Des mois passèrent car Conrad faisait attendre ses réponses, tout en augmentant ses exigences à chacune d’entre elles. Il en vint à juger que la meilleure solution serait d’exercer lui-même le rôle de tuteur et de laisser celui de subrogé-tuteur à Mary, oubliant que celle-ci avait eu par force la responsabilité d’Aleyda du jour où lui-même avait, en même temps que le domicile conjugal, abandonné la mère et l’enfant. Finalement, Conrad annonça à Keuls qu’il viendrait lui-même faire valoir ses arguments à la séance du tribunal où devait être désigné le nouveau subrogé-tuteur. Il n’en fit rien, et cet épisode trouva banalement la solution souhaitée par Mary sans la moindre référence aux états d’âme de Conrad (3).

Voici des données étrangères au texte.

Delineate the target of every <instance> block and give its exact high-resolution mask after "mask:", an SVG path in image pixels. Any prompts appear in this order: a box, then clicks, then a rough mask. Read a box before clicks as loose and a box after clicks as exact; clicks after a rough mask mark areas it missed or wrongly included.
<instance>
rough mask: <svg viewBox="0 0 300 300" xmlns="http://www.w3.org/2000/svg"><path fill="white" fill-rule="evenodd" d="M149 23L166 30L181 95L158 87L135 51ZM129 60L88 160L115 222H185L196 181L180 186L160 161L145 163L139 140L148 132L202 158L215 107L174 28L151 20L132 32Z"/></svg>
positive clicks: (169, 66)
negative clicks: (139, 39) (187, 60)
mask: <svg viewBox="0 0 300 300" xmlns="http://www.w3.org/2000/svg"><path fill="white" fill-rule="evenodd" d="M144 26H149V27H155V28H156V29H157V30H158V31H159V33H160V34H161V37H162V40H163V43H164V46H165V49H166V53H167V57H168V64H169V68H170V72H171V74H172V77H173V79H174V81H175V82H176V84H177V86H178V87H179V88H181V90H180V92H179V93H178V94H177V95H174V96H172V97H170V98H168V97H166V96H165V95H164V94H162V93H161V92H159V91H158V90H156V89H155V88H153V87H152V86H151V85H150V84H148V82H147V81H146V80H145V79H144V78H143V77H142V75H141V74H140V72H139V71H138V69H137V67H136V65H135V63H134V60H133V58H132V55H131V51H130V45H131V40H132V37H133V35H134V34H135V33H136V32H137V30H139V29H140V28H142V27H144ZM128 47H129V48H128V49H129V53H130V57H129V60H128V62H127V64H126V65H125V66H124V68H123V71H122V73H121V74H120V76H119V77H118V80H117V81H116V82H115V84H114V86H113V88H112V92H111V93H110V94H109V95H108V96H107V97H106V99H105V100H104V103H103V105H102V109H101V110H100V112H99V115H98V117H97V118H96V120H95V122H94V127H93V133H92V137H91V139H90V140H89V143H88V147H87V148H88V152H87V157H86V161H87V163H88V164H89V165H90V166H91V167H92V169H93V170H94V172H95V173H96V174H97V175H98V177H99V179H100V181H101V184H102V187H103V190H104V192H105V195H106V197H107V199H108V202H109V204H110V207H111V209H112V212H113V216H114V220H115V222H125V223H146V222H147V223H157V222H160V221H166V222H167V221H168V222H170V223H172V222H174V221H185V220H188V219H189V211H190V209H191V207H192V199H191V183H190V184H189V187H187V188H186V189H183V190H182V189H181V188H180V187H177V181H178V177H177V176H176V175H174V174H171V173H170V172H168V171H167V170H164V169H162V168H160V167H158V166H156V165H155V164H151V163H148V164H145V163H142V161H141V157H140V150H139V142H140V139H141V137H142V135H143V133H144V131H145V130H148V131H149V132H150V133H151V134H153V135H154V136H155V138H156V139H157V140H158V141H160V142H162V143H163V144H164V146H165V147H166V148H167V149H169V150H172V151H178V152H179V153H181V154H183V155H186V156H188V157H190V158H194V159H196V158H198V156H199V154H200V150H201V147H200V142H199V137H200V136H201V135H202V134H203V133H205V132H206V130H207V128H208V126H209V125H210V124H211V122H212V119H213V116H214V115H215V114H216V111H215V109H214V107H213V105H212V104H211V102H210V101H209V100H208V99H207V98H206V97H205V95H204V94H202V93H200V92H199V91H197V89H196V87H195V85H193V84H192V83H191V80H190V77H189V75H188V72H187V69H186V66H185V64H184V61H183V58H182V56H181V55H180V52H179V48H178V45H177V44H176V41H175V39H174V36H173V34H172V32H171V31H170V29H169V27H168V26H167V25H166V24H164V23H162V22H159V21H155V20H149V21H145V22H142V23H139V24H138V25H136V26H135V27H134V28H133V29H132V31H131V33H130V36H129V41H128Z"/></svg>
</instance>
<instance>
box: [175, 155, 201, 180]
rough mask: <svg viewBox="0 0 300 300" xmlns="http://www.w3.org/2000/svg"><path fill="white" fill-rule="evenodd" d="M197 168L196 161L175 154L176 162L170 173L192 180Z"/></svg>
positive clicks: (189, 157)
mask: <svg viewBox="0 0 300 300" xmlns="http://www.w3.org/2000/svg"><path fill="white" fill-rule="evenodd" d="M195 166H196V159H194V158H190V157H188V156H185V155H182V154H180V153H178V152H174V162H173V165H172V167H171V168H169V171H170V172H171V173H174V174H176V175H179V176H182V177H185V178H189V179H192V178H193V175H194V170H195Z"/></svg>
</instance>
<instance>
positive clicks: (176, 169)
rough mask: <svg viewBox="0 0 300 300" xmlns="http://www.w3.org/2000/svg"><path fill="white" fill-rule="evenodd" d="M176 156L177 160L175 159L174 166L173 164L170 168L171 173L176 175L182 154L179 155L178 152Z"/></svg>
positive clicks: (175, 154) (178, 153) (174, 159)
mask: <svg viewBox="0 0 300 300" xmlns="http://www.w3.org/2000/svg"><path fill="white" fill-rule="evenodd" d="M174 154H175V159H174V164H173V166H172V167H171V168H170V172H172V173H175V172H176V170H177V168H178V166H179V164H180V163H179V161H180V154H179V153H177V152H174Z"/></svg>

(1) : Par le Dr Henri Godard, 55 rue Lhomond Paris Vème, qui reçut pour honoraires :
    "Anémones" 1925 (73 x 60 cm) Opus A.25-23.
(2) : Le 15 septembre 1925, Keuls écrivait à CK que Mary de Breuk n'avait pas encore modifié le testament fait en sa faveur durant leur mariage.
(3) : Sur cet épisode, cf. lettres de Keuls à CK entre avril et décembre 1925 (archives Gard-Kickert).